Si les élites progressistes, comme les démocrates américains, ne sont pas à l'écoute d'un peuple peu mobilisé politiquement et ne défendent pas ses intérêts, en se contentant de se rassurer à coups de sondages, des désastres comme le Brexit ou l'élection de Trump nous guettent, et ni le Québec ni le Canada ne sont à l'abri. Pour mémoire, il faut se rappeler que l'Action démocratique du Québec de Mario Dumont avait passé bien proche de s'emparer du pouvoir en 2007, avec un programme populiste, démagogue et islamophobe qui dénonçait notamment les « accommodements déraisonnables ».

Ce qu'on ne sait pas ne nous fait pas de mal, dit faussement un certain dicton.
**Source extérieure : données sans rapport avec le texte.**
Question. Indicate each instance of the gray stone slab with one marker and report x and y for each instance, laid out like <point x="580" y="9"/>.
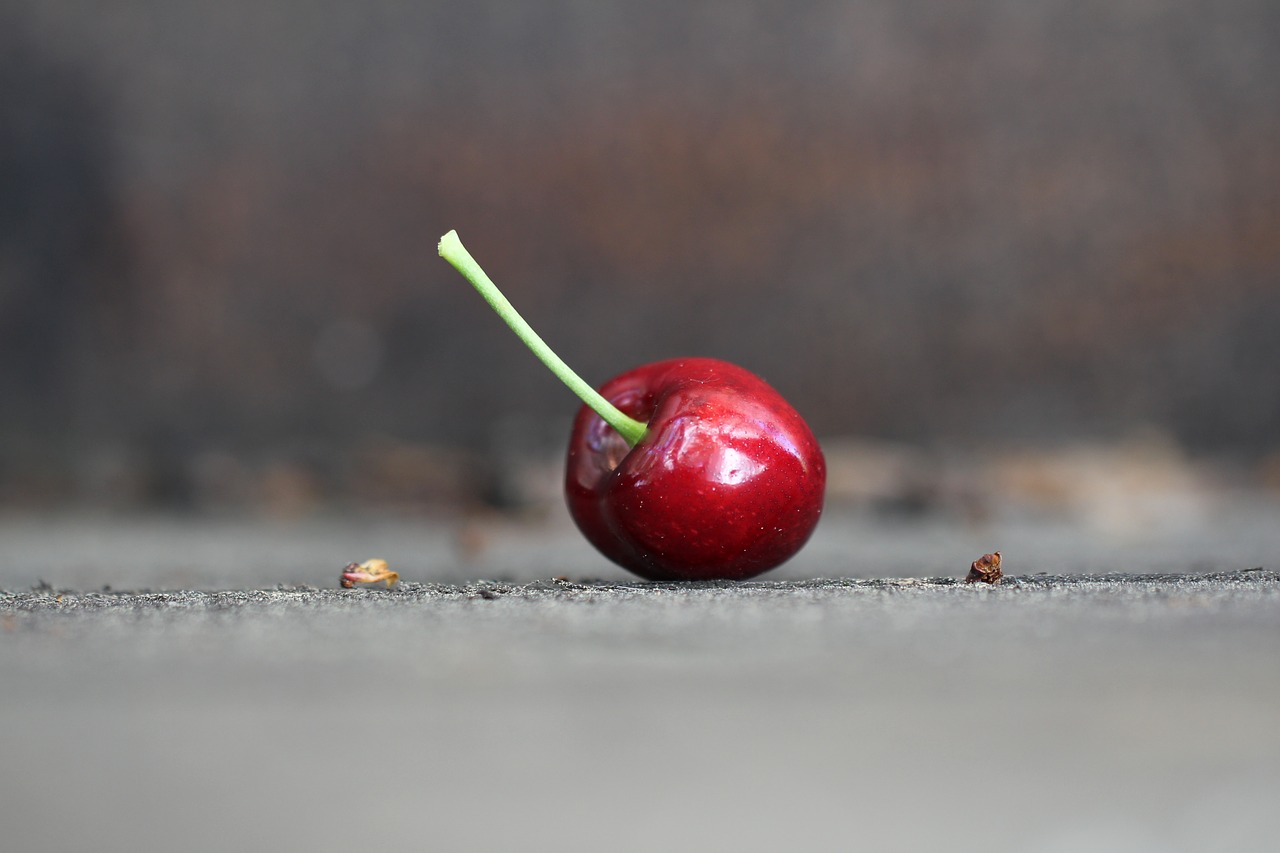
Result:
<point x="1052" y="712"/>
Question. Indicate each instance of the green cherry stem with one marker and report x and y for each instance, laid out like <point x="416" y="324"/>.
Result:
<point x="453" y="251"/>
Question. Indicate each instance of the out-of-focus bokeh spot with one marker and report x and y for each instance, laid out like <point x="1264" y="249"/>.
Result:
<point x="992" y="228"/>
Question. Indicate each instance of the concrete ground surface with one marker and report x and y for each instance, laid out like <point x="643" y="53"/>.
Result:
<point x="1120" y="690"/>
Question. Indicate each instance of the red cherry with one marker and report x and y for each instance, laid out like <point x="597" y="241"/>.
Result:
<point x="690" y="469"/>
<point x="726" y="483"/>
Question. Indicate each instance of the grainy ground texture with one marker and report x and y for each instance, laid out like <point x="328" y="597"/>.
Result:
<point x="1114" y="693"/>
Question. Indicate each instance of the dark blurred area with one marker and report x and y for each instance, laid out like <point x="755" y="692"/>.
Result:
<point x="949" y="227"/>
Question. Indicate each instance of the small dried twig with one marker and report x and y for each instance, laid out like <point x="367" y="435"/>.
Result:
<point x="986" y="569"/>
<point x="369" y="571"/>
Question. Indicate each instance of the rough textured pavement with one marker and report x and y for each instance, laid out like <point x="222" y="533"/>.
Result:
<point x="1127" y="711"/>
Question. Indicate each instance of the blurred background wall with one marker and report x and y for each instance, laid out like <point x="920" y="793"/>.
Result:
<point x="1006" y="223"/>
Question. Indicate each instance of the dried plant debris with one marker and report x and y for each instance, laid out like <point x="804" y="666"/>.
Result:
<point x="986" y="569"/>
<point x="369" y="571"/>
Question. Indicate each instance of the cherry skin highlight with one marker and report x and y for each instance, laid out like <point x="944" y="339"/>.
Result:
<point x="727" y="480"/>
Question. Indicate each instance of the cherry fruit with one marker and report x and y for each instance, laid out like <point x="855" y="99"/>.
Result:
<point x="689" y="469"/>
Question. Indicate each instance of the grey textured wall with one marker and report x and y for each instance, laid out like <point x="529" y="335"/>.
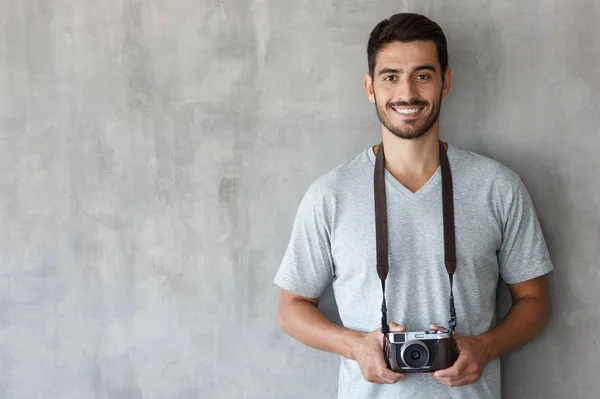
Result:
<point x="153" y="154"/>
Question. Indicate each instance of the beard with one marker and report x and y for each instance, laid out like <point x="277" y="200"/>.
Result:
<point x="416" y="128"/>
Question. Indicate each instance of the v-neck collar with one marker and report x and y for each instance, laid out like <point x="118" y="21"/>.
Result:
<point x="433" y="181"/>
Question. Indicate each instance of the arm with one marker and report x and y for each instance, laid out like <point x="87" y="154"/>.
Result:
<point x="299" y="317"/>
<point x="527" y="316"/>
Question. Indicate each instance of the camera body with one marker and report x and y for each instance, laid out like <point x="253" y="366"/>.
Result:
<point x="420" y="352"/>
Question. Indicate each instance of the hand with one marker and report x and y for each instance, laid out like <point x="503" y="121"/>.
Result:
<point x="368" y="352"/>
<point x="469" y="366"/>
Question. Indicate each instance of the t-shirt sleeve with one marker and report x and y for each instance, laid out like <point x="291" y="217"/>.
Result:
<point x="523" y="254"/>
<point x="307" y="265"/>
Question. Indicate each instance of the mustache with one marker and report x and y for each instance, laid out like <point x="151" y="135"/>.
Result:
<point x="417" y="103"/>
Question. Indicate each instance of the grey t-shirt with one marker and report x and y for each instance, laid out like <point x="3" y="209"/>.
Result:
<point x="333" y="242"/>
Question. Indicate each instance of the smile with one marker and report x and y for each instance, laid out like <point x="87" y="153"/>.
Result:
<point x="408" y="111"/>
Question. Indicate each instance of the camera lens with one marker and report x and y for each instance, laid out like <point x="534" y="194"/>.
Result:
<point x="415" y="354"/>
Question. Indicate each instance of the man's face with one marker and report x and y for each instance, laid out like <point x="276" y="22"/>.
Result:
<point x="407" y="87"/>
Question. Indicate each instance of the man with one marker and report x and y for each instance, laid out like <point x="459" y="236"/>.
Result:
<point x="333" y="238"/>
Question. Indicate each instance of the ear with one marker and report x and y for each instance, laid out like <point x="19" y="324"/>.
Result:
<point x="447" y="82"/>
<point x="368" y="84"/>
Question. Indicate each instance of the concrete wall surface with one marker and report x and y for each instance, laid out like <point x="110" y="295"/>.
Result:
<point x="153" y="154"/>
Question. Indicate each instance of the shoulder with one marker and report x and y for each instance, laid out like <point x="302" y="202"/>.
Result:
<point x="345" y="180"/>
<point x="485" y="171"/>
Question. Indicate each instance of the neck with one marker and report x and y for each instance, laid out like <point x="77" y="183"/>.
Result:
<point x="415" y="158"/>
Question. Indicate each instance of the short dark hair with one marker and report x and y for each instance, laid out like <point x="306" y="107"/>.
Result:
<point x="406" y="27"/>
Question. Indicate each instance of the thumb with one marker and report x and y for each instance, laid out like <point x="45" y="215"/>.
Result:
<point x="396" y="327"/>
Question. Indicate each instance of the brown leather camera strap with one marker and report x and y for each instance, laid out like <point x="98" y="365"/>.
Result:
<point x="381" y="229"/>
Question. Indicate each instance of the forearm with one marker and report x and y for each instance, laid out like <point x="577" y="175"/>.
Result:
<point x="526" y="318"/>
<point x="305" y="322"/>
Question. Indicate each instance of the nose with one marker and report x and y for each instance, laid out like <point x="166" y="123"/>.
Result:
<point x="406" y="90"/>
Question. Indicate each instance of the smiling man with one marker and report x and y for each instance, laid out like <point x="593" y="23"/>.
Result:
<point x="498" y="235"/>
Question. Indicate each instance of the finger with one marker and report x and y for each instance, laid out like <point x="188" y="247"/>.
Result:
<point x="465" y="380"/>
<point x="455" y="370"/>
<point x="436" y="327"/>
<point x="389" y="376"/>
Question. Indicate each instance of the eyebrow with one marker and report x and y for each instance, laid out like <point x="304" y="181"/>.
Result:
<point x="415" y="69"/>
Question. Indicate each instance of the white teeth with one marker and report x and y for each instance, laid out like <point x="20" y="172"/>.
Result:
<point x="407" y="111"/>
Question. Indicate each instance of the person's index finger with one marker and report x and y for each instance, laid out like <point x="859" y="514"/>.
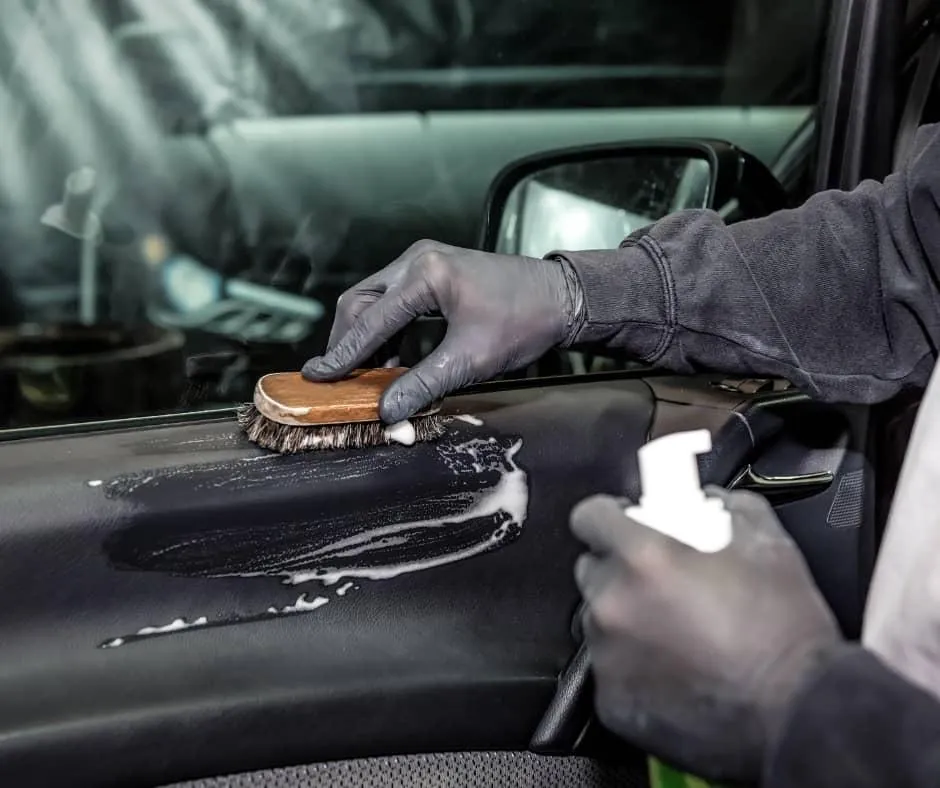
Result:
<point x="598" y="521"/>
<point x="370" y="330"/>
<point x="442" y="371"/>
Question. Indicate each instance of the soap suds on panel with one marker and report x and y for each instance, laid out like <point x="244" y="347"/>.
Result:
<point x="503" y="506"/>
<point x="403" y="432"/>
<point x="452" y="500"/>
<point x="342" y="518"/>
<point x="175" y="626"/>
<point x="301" y="605"/>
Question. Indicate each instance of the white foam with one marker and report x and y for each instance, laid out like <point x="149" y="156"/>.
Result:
<point x="300" y="606"/>
<point x="175" y="626"/>
<point x="510" y="496"/>
<point x="403" y="432"/>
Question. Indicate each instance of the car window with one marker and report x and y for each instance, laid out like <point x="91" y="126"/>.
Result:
<point x="187" y="186"/>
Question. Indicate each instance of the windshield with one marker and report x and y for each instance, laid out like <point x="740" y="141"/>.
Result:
<point x="187" y="186"/>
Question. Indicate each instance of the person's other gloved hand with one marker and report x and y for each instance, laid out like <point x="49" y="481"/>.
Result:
<point x="695" y="656"/>
<point x="502" y="314"/>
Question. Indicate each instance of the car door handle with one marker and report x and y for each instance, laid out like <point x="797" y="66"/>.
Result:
<point x="782" y="489"/>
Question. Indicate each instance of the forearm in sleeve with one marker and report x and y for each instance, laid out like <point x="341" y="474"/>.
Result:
<point x="859" y="724"/>
<point x="839" y="296"/>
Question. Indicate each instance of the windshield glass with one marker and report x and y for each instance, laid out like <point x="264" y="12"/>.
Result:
<point x="187" y="186"/>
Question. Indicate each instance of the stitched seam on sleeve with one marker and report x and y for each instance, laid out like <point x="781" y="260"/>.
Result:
<point x="654" y="250"/>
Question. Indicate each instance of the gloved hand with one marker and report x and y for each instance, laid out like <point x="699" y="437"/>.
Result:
<point x="696" y="656"/>
<point x="502" y="314"/>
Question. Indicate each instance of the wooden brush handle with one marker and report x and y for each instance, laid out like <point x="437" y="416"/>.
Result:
<point x="288" y="398"/>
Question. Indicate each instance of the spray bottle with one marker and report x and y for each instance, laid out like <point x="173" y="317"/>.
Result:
<point x="673" y="502"/>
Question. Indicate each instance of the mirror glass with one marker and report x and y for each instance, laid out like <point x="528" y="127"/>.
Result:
<point x="595" y="204"/>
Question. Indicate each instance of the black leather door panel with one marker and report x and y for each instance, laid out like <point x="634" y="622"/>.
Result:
<point x="103" y="536"/>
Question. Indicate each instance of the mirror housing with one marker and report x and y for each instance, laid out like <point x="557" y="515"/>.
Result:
<point x="592" y="197"/>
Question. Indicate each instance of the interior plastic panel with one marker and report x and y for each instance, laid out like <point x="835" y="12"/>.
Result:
<point x="104" y="535"/>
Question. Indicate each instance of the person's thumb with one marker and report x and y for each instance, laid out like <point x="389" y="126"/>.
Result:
<point x="427" y="382"/>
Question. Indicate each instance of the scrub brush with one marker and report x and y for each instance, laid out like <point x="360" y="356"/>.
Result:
<point x="291" y="414"/>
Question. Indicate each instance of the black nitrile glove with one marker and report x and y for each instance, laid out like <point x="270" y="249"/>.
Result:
<point x="696" y="656"/>
<point x="502" y="314"/>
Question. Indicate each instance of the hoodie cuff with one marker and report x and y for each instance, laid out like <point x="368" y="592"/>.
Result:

Alors que le réel nous apprend plutôt que c'est justement ce que l'on n'appréhende pas, comme la misère psychologique et sociale ou l'analphabétisme fonctionnel ici et ailleurs, qui peut faire le plus de mal. Les sondages au service de la démocratie ? Non. Les sondages, tels qu'ils existent, desservent au contraire la démocratie et contribuent à notre aveuglement collectif. Le sondage est plutôt un nuage de fumée qui, au final, sert plus à rassurer et à simplifier le monde qu'à véritablement chercher à le comprendre, dans toute son étrangeté, sa violence et sa diversité.